The media often make complex issues sound simple—10 tips for this, the best eight ways to do that. Vexing problems are neatly addressed in a page or two, ending with bullet points lest the reader misunderstand the sage advice offered. While The Hospitalist would not presume that a task as fraught as hospitalist scheduling could be approached using tips similar to those suggested for soothing toddler temper tantrums, we lightly present some collective wisdom on scheduling.
Before sharing how several hospitalist medicine groups (HMGs) previously profiled in The Hospitalist attacked their toughest scheduling issues, we looked at the “2005-2006 SHM Survey: State of the Hospital Medicine Movement” of 2,550 hospitalists in 396 HMGs for insights about how hospitalists spend their time and how they struggle to balance work and personal lives. This background information provides a context for scheduling.
Here’s what the data say. For starters, the average hospitalist is not fresh out of residency. The SHM survey says the average HMG leader is 41, with 5.1 years of hospitalist experience. Non-leader hospitalists are, on average, 37 and have been hospitalists for an average of three years. Hospitalist physician staffing levels increased from 8.49 to 8.81 physicians, while non-physician staffing decreased from 3.10 to 1.09 FTEs.
Hospitalists spend 10% of their time in non-clinical activities, and that 10% is divided as follows: committee work, 92%; quality improvement, 86%; developing practice guidelines, 72%; and teaching medical students, 51%. New since the last survey is the fact that 52% of HMGs became involved in rapid response teams, while 19% of HMGs spend time on computerized physician order entry (CPOE) systems.
Scheduling’s impact on hospitalists’ lives remains a big issue. Forty-two percent of HMG leaders cited balancing work hours and personal life balance as problematic, 29% were concerned about their daily workloads, 23% said that expectations and demands on hospitalists were increasing, 15% worried about career sustainability and retaining hospitalists, while 11% cited scheduling per se as challenging.
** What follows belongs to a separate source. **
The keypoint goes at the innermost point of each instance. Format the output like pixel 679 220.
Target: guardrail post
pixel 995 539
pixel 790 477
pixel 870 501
Coverage arrangements changed significantly from the 2003-2004 survey. More HMGs now use hybrid (shift + call) coverage (35% in ’05-’06 versus 27% in ’03-’04) and fewer use call only (25% in ’05-’06 versus 36% in ’03-’04).
SHM’s survey shows that hospitalists working shift-only schedules average 187 shifts, 10.8 hours a day. Call-only hospitalists average 150 days on call, for 15.7-hour days. Hybrid schedules average 206 days, with each day spanning 8.9 hours; of those days, 82 are 12.8-hour on-call days.
For the thorny issue of night call, of the hospitalists who do cover call, 41% cover call from home, 51% are on site, and 8% of HMGs don’t cover call. About one-quarter of HMGs provide an on-site nocturnist, but most practices can’t justify the compensation package for the one or two admits and patient visits they have during the average night. To fill gaps, 24% of HMGs used moonlighters; 11% rely on residents; and 5% and 4%, respectively, use physician assistants and nurse practitioners.
In summary, HMG staffing has increased slightly, more groups are using hybrid shift/call arrangements, most hospitalists work long hours compressed into approximately 180 days per year, and scheduling for work/personal life balance remains a major issue for HMG leaders and their hospitalists.
Hospitalist schedules have evolved from what doctors know best—shift work or office-based practice hours. Most HMGs organize hospitalist shifts into blocks, with the most popular block still the seven days on/seven days off schedule. Block scheduling becomes easier as HMGs grow to six to 10 physicians.
While the seven on/seven off schedule has become popular, many find that it is stressful and can lead to burnout. The on days’ long hours can make it hard to recover on days off. John Nelson, MD, director of the hospitalist practice at Overlake Hospital in Bellevue, Wash., SHM co-founder, and “Practice Management” columnist for The Hospitalist, contends in published writings that the seven on/seven off schedule squeezes a full-time job into only 182.5 days; the stress that such intensity entails—both personally and professionally—is tremendous. Compressed schedules, in trying to shoehorn the average workload into too few days, can also lead to below average relative value units (RVUs) and other productivity measures.